Fear causes us to put up walls. It enables us to blame our shortcomings or bad luck on others. It magnifies our differences from each other and minimizes all we have in common.
It pits us against each other, and it breeds hate.
We seem so focused as a country on fearing and hating those who are different from us, those who think differently or feel differently or even look different, that we are overlooking a fundamental principle -- that as Americans, our greatest commonality is our diversity.
Diversity doesn’t only bring a wealth of new ideas and perspectives. It also brings with it a rich history of challenging the status quo, improving our society by standing up for what is right, and further defining the ongoing experiment that is our democracy.
This month, as we celebrate African American history and heritage, we remember Dr. Martin Luther King Jr. and the ideals he held dear -- equality, cooperation, justice. But we would do Dr.
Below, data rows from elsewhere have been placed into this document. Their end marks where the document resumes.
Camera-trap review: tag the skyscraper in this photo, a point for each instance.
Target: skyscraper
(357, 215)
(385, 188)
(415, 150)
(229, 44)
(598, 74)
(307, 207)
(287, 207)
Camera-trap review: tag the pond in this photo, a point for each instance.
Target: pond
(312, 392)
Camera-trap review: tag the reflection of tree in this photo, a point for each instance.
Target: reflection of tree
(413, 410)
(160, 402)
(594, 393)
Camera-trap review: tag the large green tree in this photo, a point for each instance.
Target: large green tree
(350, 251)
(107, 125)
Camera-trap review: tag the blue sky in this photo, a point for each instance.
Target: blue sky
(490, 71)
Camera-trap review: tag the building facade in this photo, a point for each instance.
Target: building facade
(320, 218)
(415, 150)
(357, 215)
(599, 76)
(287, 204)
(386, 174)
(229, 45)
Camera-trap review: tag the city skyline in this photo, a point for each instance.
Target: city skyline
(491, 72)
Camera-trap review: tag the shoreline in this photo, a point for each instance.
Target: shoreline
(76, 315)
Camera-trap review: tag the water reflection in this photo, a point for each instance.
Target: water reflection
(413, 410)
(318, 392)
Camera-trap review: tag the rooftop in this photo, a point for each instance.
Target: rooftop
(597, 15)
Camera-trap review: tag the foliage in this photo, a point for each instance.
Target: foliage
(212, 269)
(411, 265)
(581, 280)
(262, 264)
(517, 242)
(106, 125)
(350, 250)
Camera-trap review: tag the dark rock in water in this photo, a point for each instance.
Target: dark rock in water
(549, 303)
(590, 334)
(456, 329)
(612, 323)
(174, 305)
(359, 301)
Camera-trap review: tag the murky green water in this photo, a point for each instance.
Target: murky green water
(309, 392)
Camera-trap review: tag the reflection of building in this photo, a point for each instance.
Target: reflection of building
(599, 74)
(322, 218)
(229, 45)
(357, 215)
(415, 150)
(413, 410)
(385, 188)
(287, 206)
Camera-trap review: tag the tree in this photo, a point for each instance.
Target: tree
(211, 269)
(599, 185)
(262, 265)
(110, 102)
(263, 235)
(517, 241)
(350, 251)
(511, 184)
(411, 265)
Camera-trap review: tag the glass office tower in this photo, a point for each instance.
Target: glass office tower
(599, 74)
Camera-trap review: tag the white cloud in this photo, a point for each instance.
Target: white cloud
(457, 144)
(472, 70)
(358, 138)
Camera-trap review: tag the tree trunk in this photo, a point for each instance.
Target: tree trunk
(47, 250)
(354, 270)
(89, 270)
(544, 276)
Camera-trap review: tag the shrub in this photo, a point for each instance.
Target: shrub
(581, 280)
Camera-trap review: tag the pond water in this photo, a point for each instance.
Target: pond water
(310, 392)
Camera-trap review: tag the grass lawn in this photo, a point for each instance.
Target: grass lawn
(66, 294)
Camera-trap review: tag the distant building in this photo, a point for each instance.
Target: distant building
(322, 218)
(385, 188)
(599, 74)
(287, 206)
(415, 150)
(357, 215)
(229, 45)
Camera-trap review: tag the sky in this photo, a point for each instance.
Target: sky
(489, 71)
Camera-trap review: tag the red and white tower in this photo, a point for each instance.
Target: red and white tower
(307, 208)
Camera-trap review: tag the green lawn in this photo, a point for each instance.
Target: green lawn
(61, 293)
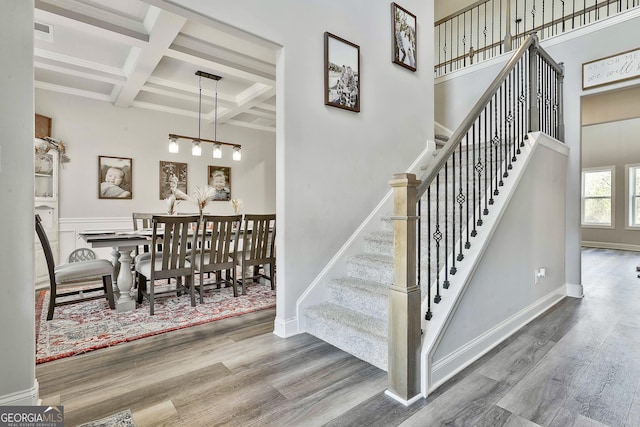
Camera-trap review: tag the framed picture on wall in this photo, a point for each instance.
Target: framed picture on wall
(341, 73)
(219, 177)
(115, 177)
(405, 42)
(173, 175)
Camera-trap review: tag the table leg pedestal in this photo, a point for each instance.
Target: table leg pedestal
(125, 281)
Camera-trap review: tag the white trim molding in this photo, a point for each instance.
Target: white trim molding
(611, 245)
(445, 368)
(285, 328)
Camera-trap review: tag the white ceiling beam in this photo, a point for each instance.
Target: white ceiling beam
(212, 65)
(71, 91)
(251, 125)
(247, 99)
(48, 11)
(165, 27)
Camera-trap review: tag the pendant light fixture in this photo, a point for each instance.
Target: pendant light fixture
(196, 147)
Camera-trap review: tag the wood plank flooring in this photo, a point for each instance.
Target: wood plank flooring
(577, 365)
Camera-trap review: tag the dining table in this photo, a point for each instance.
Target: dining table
(122, 243)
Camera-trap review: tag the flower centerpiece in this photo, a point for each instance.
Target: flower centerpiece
(201, 196)
(237, 205)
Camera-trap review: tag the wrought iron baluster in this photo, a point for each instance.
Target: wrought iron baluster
(484, 31)
(437, 237)
(464, 39)
(428, 314)
(465, 196)
(502, 101)
(460, 197)
(445, 284)
(487, 165)
(453, 206)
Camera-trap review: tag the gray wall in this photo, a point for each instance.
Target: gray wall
(613, 144)
(618, 34)
(530, 235)
(17, 299)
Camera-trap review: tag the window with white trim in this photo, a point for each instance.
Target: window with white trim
(633, 200)
(597, 197)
King a disservice if we didn’t acknowledge his most important premise: that we can only achieve these ideals together.
At Legal Aid, we respect diversity as a core value, and we recently called this out as part of our new strategic vision. It’s fitting, because in the legal field, we see the law as the great equalizer, the path to Dr. King’s goal of justice -- for all.
We have only just started to examine our organization’s diversity, and I admit that we have a long way to go. But by recognizing its importance and defining it, we’ve at least taken the first step. And to quote Dr. King, “You don’t have to see the whole staircase. Just take the first step.”